Splash (1983) movie poster featuring Tom Hanks and Darly Hanna embracing.

I’m going to celebrate Thanksgiving this year by writing a daily essay throughout November on the movies I’m most thankful for.  This will not be a list of my favorite movies, nor will they be reviews.  Instead I’m planning bite-sized posts about the movies that have stayed with me—whether because of a captivating story, a single scene that stopped the heart, or for marking a certain period in my life.  Since I write about classic films all the time, I’m going to restrict this series to movies made during my lifetime.

Note:  The Wednesday classic film reviews and personal Lazy Sunday updates will continue as per the usual schedule.

So let’s get started….



Splash (1984) was a film of firsts—the first film for Touchstone Pictures (which would go on to make such films as Pretty Woman, Father of the Bride (1991), and Dead Poet’s Society), and the first starring role for Tom Hanks.

It was also the first movie I ever saw in a theater.  The math tells me I was three years old.  This seems impossible, and yet I fact checked it with my mother.
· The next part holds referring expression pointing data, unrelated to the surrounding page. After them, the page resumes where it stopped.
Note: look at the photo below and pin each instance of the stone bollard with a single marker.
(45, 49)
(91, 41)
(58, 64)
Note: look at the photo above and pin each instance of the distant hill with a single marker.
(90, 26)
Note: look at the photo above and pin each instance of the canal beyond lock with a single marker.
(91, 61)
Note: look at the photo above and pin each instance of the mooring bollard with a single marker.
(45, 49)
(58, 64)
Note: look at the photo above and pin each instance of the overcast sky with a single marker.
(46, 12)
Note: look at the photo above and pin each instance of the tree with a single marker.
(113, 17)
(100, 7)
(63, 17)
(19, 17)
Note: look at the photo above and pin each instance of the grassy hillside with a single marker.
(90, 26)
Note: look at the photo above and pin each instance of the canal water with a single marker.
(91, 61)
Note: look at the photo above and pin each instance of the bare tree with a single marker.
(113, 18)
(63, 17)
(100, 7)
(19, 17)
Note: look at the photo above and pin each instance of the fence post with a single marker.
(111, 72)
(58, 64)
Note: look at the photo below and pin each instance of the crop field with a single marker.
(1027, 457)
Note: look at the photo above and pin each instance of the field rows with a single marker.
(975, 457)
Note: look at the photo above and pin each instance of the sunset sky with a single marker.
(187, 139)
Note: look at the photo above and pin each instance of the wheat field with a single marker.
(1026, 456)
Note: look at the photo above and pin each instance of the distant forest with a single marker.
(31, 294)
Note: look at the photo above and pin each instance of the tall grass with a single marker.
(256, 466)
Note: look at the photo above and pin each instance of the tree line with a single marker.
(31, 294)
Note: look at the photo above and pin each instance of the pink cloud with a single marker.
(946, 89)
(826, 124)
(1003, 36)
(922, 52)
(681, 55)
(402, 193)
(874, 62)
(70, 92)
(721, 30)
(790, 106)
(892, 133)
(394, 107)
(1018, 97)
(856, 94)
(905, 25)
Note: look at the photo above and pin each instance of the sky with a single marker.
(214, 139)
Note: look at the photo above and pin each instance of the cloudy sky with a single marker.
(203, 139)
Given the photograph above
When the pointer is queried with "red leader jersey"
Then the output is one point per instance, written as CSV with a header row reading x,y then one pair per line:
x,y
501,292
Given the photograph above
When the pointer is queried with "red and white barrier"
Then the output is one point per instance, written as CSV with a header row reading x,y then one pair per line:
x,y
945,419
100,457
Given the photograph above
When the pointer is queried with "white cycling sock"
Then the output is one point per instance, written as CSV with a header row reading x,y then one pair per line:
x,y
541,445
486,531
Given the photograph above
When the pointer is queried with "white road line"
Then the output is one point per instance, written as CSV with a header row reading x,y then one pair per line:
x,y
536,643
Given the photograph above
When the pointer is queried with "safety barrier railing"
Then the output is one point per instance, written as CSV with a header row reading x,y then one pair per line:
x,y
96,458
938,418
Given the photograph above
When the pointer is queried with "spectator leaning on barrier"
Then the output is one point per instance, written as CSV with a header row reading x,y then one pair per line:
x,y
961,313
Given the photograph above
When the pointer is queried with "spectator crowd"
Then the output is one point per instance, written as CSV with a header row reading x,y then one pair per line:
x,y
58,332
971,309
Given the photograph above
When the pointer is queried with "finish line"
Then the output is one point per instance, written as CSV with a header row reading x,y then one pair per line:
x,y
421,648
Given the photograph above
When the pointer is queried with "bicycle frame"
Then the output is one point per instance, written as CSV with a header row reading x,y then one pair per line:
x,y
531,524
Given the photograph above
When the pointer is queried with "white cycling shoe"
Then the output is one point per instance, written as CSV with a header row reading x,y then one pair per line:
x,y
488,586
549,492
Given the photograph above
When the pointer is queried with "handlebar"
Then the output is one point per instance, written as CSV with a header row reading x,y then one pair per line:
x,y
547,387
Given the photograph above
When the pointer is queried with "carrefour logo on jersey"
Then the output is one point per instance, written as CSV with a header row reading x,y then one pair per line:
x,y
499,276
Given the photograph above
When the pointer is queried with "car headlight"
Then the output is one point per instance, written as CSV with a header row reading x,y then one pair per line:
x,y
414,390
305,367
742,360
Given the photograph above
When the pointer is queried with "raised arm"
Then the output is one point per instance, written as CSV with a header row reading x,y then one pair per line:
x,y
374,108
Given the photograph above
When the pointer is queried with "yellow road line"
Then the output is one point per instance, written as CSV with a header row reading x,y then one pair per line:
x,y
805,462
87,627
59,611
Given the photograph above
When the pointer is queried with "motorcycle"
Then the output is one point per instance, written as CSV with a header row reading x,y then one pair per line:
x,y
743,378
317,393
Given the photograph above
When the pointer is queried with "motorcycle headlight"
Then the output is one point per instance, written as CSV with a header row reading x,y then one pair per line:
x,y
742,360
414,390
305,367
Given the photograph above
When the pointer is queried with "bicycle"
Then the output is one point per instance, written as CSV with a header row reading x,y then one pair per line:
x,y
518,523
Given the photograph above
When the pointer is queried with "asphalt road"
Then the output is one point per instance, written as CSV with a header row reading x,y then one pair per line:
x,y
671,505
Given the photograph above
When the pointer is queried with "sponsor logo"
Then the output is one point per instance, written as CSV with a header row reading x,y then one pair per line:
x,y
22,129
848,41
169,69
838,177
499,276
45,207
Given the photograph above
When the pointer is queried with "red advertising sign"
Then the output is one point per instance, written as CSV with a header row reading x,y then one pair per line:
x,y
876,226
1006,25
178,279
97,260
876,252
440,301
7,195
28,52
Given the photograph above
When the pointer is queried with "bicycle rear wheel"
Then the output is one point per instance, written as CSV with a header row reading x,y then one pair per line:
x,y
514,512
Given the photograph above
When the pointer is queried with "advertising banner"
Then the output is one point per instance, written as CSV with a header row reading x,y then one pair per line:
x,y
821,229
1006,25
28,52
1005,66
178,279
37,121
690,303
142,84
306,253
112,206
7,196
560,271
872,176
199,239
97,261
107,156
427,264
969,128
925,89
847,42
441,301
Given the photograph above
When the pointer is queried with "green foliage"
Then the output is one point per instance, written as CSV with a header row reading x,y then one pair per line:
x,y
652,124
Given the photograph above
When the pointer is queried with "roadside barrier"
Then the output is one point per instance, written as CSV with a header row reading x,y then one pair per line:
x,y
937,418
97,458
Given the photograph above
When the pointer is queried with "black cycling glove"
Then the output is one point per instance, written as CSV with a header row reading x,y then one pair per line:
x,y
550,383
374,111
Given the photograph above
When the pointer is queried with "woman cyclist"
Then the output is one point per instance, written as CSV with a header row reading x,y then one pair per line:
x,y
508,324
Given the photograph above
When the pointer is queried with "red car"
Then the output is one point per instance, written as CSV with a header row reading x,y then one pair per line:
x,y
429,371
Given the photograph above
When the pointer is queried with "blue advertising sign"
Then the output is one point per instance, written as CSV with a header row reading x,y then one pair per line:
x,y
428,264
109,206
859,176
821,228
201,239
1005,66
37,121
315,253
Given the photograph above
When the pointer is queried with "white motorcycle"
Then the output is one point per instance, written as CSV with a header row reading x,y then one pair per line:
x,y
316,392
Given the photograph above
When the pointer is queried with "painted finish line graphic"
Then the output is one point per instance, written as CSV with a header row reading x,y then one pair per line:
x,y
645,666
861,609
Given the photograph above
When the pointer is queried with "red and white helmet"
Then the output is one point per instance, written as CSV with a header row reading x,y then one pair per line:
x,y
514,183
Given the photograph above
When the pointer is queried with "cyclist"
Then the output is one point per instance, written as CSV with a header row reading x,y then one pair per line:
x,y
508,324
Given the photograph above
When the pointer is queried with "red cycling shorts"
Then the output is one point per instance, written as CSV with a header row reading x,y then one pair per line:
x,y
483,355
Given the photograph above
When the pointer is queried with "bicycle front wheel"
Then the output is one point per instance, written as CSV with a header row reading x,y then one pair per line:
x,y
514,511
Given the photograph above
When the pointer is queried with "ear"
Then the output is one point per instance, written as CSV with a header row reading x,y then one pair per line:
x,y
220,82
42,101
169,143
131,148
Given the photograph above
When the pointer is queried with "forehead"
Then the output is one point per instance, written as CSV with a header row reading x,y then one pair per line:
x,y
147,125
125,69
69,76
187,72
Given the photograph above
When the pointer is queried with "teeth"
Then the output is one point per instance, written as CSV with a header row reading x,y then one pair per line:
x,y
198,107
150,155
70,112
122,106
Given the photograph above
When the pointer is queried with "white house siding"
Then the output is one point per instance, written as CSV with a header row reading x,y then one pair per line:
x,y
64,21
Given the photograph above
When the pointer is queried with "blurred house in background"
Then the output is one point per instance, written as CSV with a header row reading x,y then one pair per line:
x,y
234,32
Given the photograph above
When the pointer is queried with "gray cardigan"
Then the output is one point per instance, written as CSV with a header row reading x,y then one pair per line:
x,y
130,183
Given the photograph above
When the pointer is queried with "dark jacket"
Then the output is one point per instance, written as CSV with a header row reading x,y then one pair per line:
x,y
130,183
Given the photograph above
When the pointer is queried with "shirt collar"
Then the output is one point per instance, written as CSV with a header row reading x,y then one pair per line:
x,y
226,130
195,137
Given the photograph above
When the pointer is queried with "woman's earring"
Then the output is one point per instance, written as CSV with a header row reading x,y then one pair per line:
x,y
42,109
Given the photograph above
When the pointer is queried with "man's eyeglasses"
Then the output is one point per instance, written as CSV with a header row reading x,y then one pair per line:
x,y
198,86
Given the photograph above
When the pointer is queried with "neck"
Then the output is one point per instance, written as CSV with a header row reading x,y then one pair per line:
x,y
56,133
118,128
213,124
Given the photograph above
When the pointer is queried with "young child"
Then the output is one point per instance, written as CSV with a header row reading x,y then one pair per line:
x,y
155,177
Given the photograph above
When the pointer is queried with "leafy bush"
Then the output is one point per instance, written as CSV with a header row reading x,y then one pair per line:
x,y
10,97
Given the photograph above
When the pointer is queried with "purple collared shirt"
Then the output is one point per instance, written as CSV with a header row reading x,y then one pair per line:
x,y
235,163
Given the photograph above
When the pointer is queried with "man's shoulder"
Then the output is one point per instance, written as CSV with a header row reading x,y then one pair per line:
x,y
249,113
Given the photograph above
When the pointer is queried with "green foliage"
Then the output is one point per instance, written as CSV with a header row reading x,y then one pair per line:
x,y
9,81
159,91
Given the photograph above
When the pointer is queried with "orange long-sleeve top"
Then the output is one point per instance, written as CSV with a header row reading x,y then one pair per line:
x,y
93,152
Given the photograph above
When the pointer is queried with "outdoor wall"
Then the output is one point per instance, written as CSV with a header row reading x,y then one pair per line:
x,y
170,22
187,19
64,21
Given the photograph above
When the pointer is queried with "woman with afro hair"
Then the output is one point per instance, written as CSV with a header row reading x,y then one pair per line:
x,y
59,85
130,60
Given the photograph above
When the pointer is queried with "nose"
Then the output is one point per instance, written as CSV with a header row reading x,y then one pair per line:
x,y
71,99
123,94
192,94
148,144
I remember almost nothing of the movie.  I rewatched it for the first time in preparation for this project and it holds up surprisingly well—it’s a delight to watch a non-raunchy rom-com in an era when they are on the edge of extinction.

Here’s what I do remember:  the awe of initiation into what felt like a secret club.  My mom loves the movies, and presented seeing Splash as a rite of passage, filled with both delights and responsibilities.

The delights:  Milk Duds, my seven-year-old cousin Jamie to share the experience, and a real-life mermaid on a screen a million times bigger than our television.

The responsibilities:  I had to be quiet.  I couldn’t squirm around, even if I got bored.

I didn’t get bored.

Instead, I was mesmerized by the spectacle of Daryl Hannah as Madison the Mermaid.  It was my introduction to the quiet, communal experience of watching films with strangers.

In that cool, dark theater, a movie buff was born.

It was magic to me then, and it’s magic to me now.